A recent study entitled ‘The Future of Employment’ looked at more than 700 occupations and calculated a probability factor, ranging from 0 to 1, of each job becoming automated during the next 20 years. Financial advisers were placed firmly in the at-risk category with a score of 0.58.

Simple pointers

In the fullness of time that may well be true but here and now technology actually represents a huge opportunity for advisers. The RDR has created a mass market of investors who may not be prepared to pay for an ongoing service but who will still need access to advice periodically. These people will still marry, buy houses, have kids, inherit wealth, get sick – and when they do they will still want a trusted adviser to turn to. When this happens, a few simple pointers on the smart use of technology can help to make sure your firm is at the front of their minds.

Given the rapid erosion of the binary advised-versus-non-advised distinction, many forward-thinking advisers and their firms are looking to the concept of a direct-to-consumer proposition with dip-in, dip-out ‘full’ advice as a way of servicing client needs and retaining a book of business.

Dip-in, dip-out

Dip-in, dip-out only really works if your firm is as focused on the ‘out’ as it is on the ‘in’. Self-serve clients who begin to look for advice at a particular point are understandably going to turn to their platform providers in the first instance. So offering a branded platform of some sort – either through a white label or a full platform proposition – has become a basic requirement.

In order to enhance the experience of your non-advised clients, think about providing thought leadership and information in the form of blogs and podcasts. If your non-advised clients see you as a knowledgeable window into the financial world, they will be more willing to make the transition to ‘full’ advice when the time comes.

Make interaction easy

Simplicity is key. Clients do not want to have to dig around your website for hours trying to find an out-of-date contact number for an adviser who no longer works there. In fact, they may not want to pick up the phone at all. A younger generation may prefer website chat messaging or online video calls and all channels should be offered to make it as easy as possible to interact.

When they do ask for help, make sure that whoever answers knows all about their journey so far – there are few things more frustrating than having to repeat your last half hour’s work for someone else to re-key.
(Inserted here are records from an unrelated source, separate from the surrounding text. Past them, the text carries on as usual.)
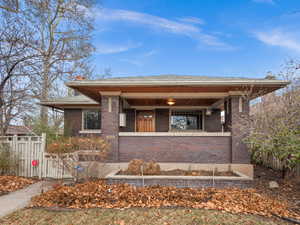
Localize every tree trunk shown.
[40,60,50,125]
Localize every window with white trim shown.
[82,109,101,130]
[170,110,203,131]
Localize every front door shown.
[136,110,155,132]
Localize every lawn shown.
[0,208,288,225]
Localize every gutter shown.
[66,80,290,87]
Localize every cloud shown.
[252,0,275,4]
[254,29,300,52]
[142,50,158,57]
[178,16,205,25]
[120,49,158,66]
[120,59,143,66]
[96,43,142,55]
[95,8,232,49]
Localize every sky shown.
[92,0,300,78]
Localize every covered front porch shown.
[92,89,250,163]
[67,76,283,164]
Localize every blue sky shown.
[93,0,300,77]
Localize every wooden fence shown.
[0,134,71,179]
[261,154,300,176]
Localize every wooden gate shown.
[0,134,72,179]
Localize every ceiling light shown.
[167,98,175,105]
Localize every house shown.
[41,75,288,177]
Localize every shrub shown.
[127,159,145,175]
[47,137,110,181]
[127,159,160,175]
[144,161,160,175]
[47,137,109,158]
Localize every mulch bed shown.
[0,176,36,196]
[31,180,300,220]
[117,169,237,177]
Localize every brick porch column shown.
[101,93,120,162]
[227,96,250,164]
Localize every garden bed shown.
[0,176,36,196]
[105,169,253,188]
[116,169,239,177]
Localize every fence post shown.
[39,133,47,179]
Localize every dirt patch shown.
[116,169,238,177]
[0,176,36,196]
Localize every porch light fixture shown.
[167,98,175,105]
[206,109,211,116]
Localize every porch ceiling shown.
[126,99,218,106]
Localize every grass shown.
[0,208,288,225]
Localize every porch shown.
[95,89,250,164]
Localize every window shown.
[171,111,203,130]
[83,109,101,130]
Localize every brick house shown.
[41,75,288,176]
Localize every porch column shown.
[101,93,120,162]
[226,95,250,164]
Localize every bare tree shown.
[23,0,94,123]
[247,60,300,177]
[0,0,19,13]
[0,11,37,134]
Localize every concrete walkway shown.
[0,181,48,217]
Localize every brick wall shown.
[64,109,82,136]
[204,109,222,132]
[120,109,135,132]
[107,178,253,188]
[119,136,231,163]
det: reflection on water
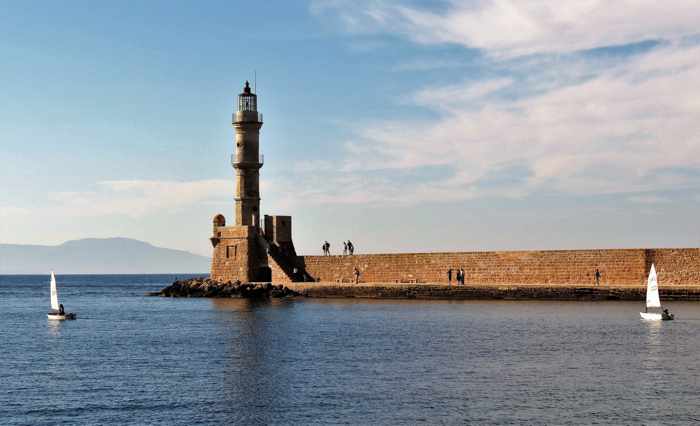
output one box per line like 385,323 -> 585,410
0,276 -> 700,425
46,318 -> 61,337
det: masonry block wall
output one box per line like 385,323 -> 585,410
211,226 -> 259,282
299,248 -> 700,286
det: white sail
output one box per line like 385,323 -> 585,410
647,263 -> 661,308
51,271 -> 58,311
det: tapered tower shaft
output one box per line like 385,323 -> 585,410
231,81 -> 263,226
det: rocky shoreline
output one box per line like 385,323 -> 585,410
148,278 -> 300,299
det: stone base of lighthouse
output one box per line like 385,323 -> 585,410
210,214 -> 312,284
211,226 -> 269,282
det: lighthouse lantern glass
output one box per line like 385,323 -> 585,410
238,93 -> 258,111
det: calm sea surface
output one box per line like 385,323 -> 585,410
0,275 -> 700,425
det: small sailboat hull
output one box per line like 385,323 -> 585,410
639,312 -> 661,321
46,313 -> 76,321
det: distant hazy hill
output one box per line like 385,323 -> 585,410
0,238 -> 210,274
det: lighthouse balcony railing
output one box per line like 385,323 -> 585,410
232,111 -> 262,123
231,154 -> 265,167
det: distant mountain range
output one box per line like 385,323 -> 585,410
0,238 -> 211,274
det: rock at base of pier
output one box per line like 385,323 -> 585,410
149,278 -> 299,299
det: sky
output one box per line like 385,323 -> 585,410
0,0 -> 700,255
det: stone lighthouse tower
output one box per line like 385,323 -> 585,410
231,81 -> 263,226
209,81 -> 307,283
210,81 -> 267,282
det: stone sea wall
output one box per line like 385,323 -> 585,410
296,248 -> 700,288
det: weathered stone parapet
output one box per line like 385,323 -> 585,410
289,283 -> 700,301
298,248 -> 700,286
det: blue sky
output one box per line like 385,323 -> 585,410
0,0 -> 700,254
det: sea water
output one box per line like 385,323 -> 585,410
0,275 -> 700,425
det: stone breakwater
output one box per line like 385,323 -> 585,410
149,278 -> 299,299
287,283 -> 700,302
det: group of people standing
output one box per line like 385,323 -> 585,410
447,268 -> 464,285
321,240 -> 355,256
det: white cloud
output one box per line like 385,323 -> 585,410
298,45 -> 700,204
311,0 -> 700,56
49,179 -> 233,218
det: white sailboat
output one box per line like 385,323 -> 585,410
639,264 -> 673,321
47,271 -> 75,320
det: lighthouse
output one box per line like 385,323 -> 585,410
231,81 -> 263,227
209,81 -> 304,283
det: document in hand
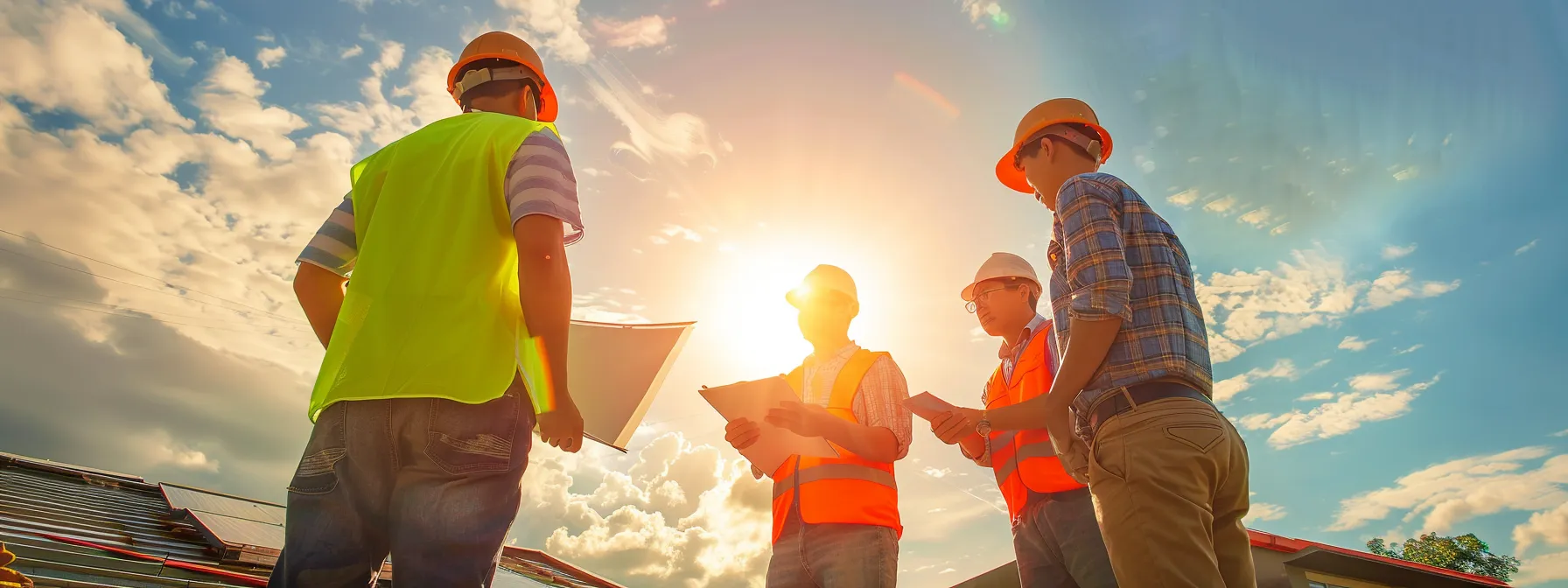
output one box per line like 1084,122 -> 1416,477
535,320 -> 693,453
903,392 -> 954,420
701,376 -> 839,475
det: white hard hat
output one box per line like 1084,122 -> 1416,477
784,265 -> 861,309
960,253 -> 1040,303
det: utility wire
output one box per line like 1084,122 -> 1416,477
0,248 -> 305,325
0,289 -> 311,332
0,295 -> 312,339
0,229 -> 303,323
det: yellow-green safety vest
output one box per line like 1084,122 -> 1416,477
311,113 -> 558,422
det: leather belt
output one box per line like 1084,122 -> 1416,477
1088,381 -> 1214,439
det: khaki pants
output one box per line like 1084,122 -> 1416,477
1088,398 -> 1257,588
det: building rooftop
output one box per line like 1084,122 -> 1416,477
0,452 -> 622,588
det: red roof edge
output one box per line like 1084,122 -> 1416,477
1247,528 -> 1508,588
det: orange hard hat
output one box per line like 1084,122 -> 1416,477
447,32 -> 560,122
996,99 -> 1110,194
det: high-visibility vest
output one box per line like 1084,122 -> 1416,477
773,350 -> 903,542
986,321 -> 1083,521
302,113 -> 555,420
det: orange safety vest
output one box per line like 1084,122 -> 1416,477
984,320 -> 1083,521
773,350 -> 903,542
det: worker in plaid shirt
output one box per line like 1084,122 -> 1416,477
941,99 -> 1256,588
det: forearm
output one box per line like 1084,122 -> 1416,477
517,248 -> 572,403
823,418 -> 899,463
293,263 -> 348,346
986,317 -> 1121,431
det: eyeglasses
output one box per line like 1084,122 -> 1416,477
964,284 -> 1022,313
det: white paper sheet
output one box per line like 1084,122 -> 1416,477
701,376 -> 839,475
535,320 -> 693,453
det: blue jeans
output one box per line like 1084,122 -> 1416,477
766,509 -> 899,588
1013,487 -> 1116,588
268,390 -> 535,588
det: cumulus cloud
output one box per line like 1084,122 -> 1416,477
1214,359 -> 1297,403
196,53 -> 307,160
0,2 -> 192,133
256,47 -> 289,69
592,14 -> 675,49
1237,370 -> 1438,449
1328,447 -> 1568,550
1198,249 -> 1460,362
1339,335 -> 1376,351
1383,243 -> 1416,260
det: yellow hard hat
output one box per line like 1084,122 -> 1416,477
996,99 -> 1110,194
958,253 -> 1040,303
784,265 -> 861,309
447,32 -> 560,122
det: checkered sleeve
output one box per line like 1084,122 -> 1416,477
1057,177 -> 1132,323
851,356 -> 914,459
295,194 -> 359,277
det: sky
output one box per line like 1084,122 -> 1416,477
0,0 -> 1568,586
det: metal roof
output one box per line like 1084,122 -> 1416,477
0,452 -> 624,588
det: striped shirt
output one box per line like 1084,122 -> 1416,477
295,130 -> 584,276
1046,172 -> 1214,430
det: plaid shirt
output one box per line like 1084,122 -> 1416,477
1047,172 -> 1214,430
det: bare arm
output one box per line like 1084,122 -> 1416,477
513,215 -> 576,408
295,263 -> 348,346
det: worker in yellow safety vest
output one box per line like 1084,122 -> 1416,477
931,253 -> 1116,588
724,265 -> 911,588
270,32 -> 584,588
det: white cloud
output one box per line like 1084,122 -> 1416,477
1236,207 -> 1277,229
1513,501 -> 1568,554
194,53 -> 307,160
1356,270 -> 1460,312
495,0 -> 592,64
1383,243 -> 1416,260
1214,359 -> 1297,403
1339,335 -> 1376,351
1165,188 -> 1198,208
1198,249 -> 1460,364
1239,370 -> 1438,449
256,47 -> 289,69
0,0 -> 192,133
1513,552 -> 1568,586
1243,501 -> 1285,525
1328,447 -> 1568,546
1202,196 -> 1236,215
592,14 -> 675,49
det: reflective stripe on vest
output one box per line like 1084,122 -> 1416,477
986,321 -> 1083,519
311,113 -> 555,420
773,350 -> 903,541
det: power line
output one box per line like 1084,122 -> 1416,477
0,295 -> 315,337
0,248 -> 307,325
0,229 -> 309,323
0,289 -> 311,332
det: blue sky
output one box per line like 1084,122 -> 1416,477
0,0 -> 1568,586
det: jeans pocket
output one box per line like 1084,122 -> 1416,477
425,390 -> 533,475
289,400 -> 350,495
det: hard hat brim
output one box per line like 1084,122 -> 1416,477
996,117 -> 1112,194
447,53 -> 560,122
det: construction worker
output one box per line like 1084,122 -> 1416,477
931,253 -> 1116,588
724,265 -> 911,588
270,33 -> 584,588
941,99 -> 1256,588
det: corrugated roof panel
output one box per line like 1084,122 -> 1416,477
190,511 -> 284,549
158,483 -> 284,525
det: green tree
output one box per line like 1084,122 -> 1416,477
1368,533 -> 1519,582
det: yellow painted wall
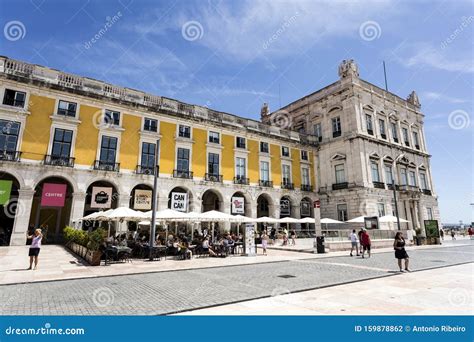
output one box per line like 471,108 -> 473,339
221,134 -> 235,181
120,113 -> 142,170
74,105 -> 101,166
291,148 -> 301,188
247,140 -> 260,183
160,121 -> 176,174
21,94 -> 56,160
270,144 -> 281,186
192,128 -> 207,177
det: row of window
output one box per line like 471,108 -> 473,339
313,114 -> 420,150
0,120 -> 310,188
3,89 -> 308,160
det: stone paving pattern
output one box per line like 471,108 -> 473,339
0,245 -> 474,315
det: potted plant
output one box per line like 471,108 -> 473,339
85,228 -> 107,266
Integrating your communication channels with your platform is entirely feasible and will pay dividends on the customer journey.

Adam Jones is senior consultant at Altus

Embracing technology: Key points

Speak their language

It may seem obvious but today’s Isa newbies may well be the high-net-worth investors of the future. Generation Y use different media to get their information and it is important for advisers to use these channels too. Advisers need to build their brands with social media, provide useful content via these channels, and make it easy for people with a budding interest in investment to hear them.

Listen

Social media may have started out as a broadcast medium but it’s rapidly turning into a very effective listening tool. As your business builds a following of Facebook, Twitter and LinkedIn users, remember to tune in and see what they’re talking about. This can be a very effective way of targeting your messages and even your proposition.

Learn

Take this one step further and tools are beginning to emerge that enable firms to understand individuals in great detail from their online footprints. Developing sophisticated profiles of potential investors without the overhead and cost of a personal fact-find could open up great opportunities for investment advisers. People in Generations X and Y are, on the whole, more than willing to share personal details to make their lives cheaper and easier. For these clients, everything you need to know about them is almost certainly available to you, so make a point of tapping into it.

Automate

Eventually even the advice part of the investment journey will fall prey to automation – computers are already performing much more complex activities and it’s just a matter of time before the price point for machine learning hits our industry.

Those advisers who recognise this trend early have a huge opportunity to exploit technology and develop new, and potentially much larger, revenue streams from it. For real-life examples of this, look no further than Wealth Wizards, Nutmeg or Money On Toast. While it’s still too early to say whether any of these will be the next dotcom success story, they stand a much better chance than those who believe nothing can replace the human touch.